I welcome this amendment.

We were promised in the debate in July that we would see the full guidance before the prayers came into use, and we should take our time to make sure that that is the case. Five issues which specifically affect the clergy.

  1. First, whether they use or do not use the prayers, the Pastoral Guidance will provide protection for clergy from challenge. Without it clergy are exposed. Seeing legal advice might give some consolation on this point, but even had that been offered it would be necessary to see the Guidance in full before the prayers are commended.
  2. This means secondly that the pastoral guidance fits into the framework of clergy discipline and with the clergy conduct measure passing through Synod we need to be clear about how these two pieces of legislation join up.
  3. Thirdly, in theory conduct of the clergy is defined in the canons, but in practice Issues in Human Sexuality, which LLF is to replace, and the Guidelines for the Professional Conduct of the Clergy, which the CCM is to replace have been used to define unbecoming conduct. As the introduction to the Guidelines says, they were not written to do this. They have carried a weight which they were never designed to hold and the result has been a sense of unfairness for many and misery for some. We must not repeat this mistake. The new documents need to have enough legal weight. 
  4. Forth, the Pastoral Guidance is to be a suite of documents which will evolve and change to fit changing circumstances, our conduct judged against the guidance as it was when we acted as we did. This assumes a distinction between life and work. But we are making decisions about how we order our households, run our whole lives, with whom we may enter into a friendship [“don’t make friends in the parish”], whom we may marry. Unless we resign our orders we are bound by ecclesiastical discipline even if we don’t have a licence. You can’t evolve the rules regularly in that environment. 
  5. Fifthly and finally, who will decide on what is to evolve and how and when. Issues is a document of the House of Bishops, but the Guidelines belong to the Convocations. We must ask how and when will the Lower Houses be involved in matters which will touch all of us and define not just our work, but our lives. Will it be the House of Bishops by fiat? Or the College after a vote? Or – if the Guidance really is to mirror circumstances, maybe the local Ordinary? That is how managers work, but we are not managed. Or will there be consultation with the Convocations? But what about the laity who are affected by how their pastors behave? So maybe the Synod; but then you can’t evolve in the way you want. 
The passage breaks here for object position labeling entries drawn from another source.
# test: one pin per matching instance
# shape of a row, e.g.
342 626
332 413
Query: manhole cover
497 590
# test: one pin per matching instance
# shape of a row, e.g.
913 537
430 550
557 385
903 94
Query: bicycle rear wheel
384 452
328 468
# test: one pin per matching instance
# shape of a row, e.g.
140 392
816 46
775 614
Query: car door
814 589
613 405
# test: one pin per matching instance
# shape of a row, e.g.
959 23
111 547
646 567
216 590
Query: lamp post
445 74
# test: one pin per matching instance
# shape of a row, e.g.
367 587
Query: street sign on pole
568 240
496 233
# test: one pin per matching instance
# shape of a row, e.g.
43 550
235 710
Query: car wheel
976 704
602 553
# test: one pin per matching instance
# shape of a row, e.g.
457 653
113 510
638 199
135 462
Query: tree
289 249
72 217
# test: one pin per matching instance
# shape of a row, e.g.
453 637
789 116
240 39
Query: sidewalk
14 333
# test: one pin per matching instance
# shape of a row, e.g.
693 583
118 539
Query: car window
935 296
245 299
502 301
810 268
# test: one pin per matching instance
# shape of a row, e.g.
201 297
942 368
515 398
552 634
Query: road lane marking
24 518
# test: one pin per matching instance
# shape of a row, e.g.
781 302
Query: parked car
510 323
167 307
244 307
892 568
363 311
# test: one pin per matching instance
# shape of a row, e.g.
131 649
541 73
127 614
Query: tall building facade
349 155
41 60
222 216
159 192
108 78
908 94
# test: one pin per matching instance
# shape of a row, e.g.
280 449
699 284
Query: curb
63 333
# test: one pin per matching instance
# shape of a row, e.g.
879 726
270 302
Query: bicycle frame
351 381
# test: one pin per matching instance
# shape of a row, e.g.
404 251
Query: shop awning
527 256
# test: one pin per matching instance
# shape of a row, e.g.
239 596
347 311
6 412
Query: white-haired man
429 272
There are lots of questions here and they need to be thought through and answered properly before these prayers are commended if the clergy are not to find themselves in an extraordinarily difficult position whatever their view on the substantive issue. With this amendment it might be possible still to vote for the main motion, although my understanding of the sacrament of marriage will mean that I shall not. But without this amendment, I cannot see how any cleric of any viewpoint can offer it their support, and would ask the laity to hear these clerical concerns and also to support this amendment.